Dec 31, 2023 – May 27, 2024

Marie-Laure Bernadac and Bernard Marcadé, art historians,
in association with Gérard Wajcman and Paz Corona, psychoanalysts


The ideas of Jacques Lacan (1901-1981) are, alongside the work of Roland Barthes, Michel Foucault, Jacques Derrida and Gilles Deleuze, essential for understanding our modernity. While homages and exhibitions have already been dedicated to these intellectual figures, the thought of Lacan has not been dealt with in museums to date, even though he was strongly attached to works of art, to the point of buying Gustave Courbet’s famous painting, L’Origine du Monde.

In a text devoted to the work of Marguerite Duras, Lacan wrote that ‘the artist always precedes him (the analyst) and that he (the analyst) does not have to play the psychologist where the artist paves the way for him’. Over 40 years after the psychoanalyst’s death, it was thus urgent to plan an exhibition linked to the unique relations between Jacques Lacan and art, by gathering together the works he himself referenced, but also by putting into perspective modern and contemporary works providing an echo to the major conceptual and significant connections of his thought.

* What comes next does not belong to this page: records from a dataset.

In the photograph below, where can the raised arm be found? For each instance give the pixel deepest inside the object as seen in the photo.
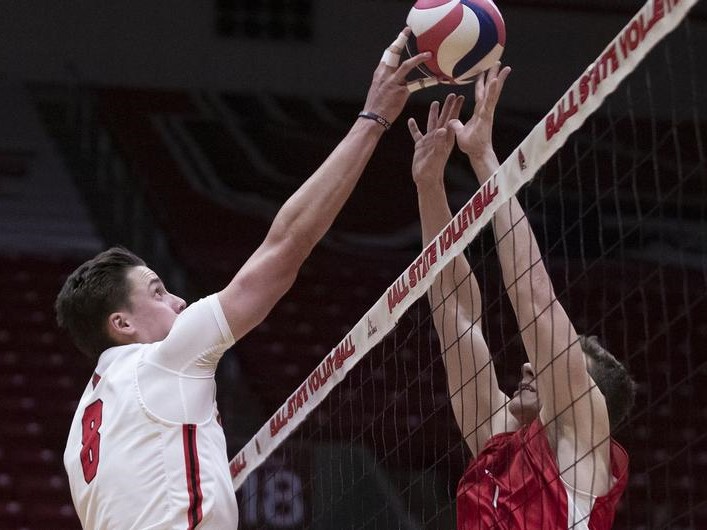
(477, 402)
(307, 215)
(573, 409)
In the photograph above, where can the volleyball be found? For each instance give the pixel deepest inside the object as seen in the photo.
(466, 37)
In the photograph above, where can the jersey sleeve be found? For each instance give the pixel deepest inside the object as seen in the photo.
(195, 344)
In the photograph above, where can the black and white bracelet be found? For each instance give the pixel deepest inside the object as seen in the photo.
(376, 117)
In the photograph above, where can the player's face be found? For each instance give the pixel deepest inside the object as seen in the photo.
(524, 404)
(154, 309)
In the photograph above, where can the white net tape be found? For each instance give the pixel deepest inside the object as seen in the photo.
(650, 25)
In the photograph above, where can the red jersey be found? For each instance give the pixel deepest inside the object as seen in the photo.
(514, 483)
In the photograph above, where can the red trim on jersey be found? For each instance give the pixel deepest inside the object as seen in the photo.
(191, 461)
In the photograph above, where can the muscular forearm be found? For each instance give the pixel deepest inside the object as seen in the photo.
(524, 275)
(309, 213)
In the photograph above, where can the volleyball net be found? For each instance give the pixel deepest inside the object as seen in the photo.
(368, 439)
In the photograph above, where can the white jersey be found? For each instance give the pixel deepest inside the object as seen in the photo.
(146, 448)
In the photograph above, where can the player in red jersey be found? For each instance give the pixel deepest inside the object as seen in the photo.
(544, 458)
(145, 448)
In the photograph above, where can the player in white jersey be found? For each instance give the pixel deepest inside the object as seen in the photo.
(145, 449)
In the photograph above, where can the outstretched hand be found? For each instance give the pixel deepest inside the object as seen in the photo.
(389, 92)
(474, 137)
(432, 149)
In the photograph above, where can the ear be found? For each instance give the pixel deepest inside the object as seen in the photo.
(120, 327)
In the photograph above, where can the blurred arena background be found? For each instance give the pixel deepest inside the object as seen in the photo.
(177, 128)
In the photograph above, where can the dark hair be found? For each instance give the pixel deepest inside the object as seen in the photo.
(93, 291)
(612, 379)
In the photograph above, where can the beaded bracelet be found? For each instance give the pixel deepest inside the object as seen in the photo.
(376, 117)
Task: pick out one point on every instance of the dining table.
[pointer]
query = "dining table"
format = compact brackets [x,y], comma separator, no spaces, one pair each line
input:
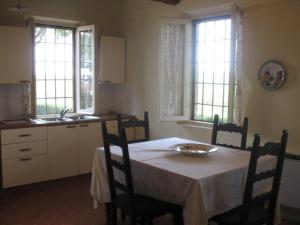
[204,185]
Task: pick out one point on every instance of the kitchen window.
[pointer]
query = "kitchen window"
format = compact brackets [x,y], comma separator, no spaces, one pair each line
[64,79]
[213,86]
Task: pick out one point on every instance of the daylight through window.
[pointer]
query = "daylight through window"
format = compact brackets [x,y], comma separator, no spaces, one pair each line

Although claiming to be working in the tradition of Sigmund Freud, Lacan opened up an innovative and subversive field that is a part of our modernity and our present. Today we debate problems of sex, love, identity, gender, power, belief or disbelief, all questions about which Lacan provided, not remedies but reference points, sometimes surprising, but deliberately essential. Lacan is the thinker of dazzling theorems. With their provocative and humorous accents, they leave no one indifferent: ‘There are no sexual relations’, ‘Woman does not exist’, ‘The unduped are mistaken’, ‘I always speak the truth. Not the whole truth, because there’s no way to say it all.’, ‘The unconscious is structured like a Language’.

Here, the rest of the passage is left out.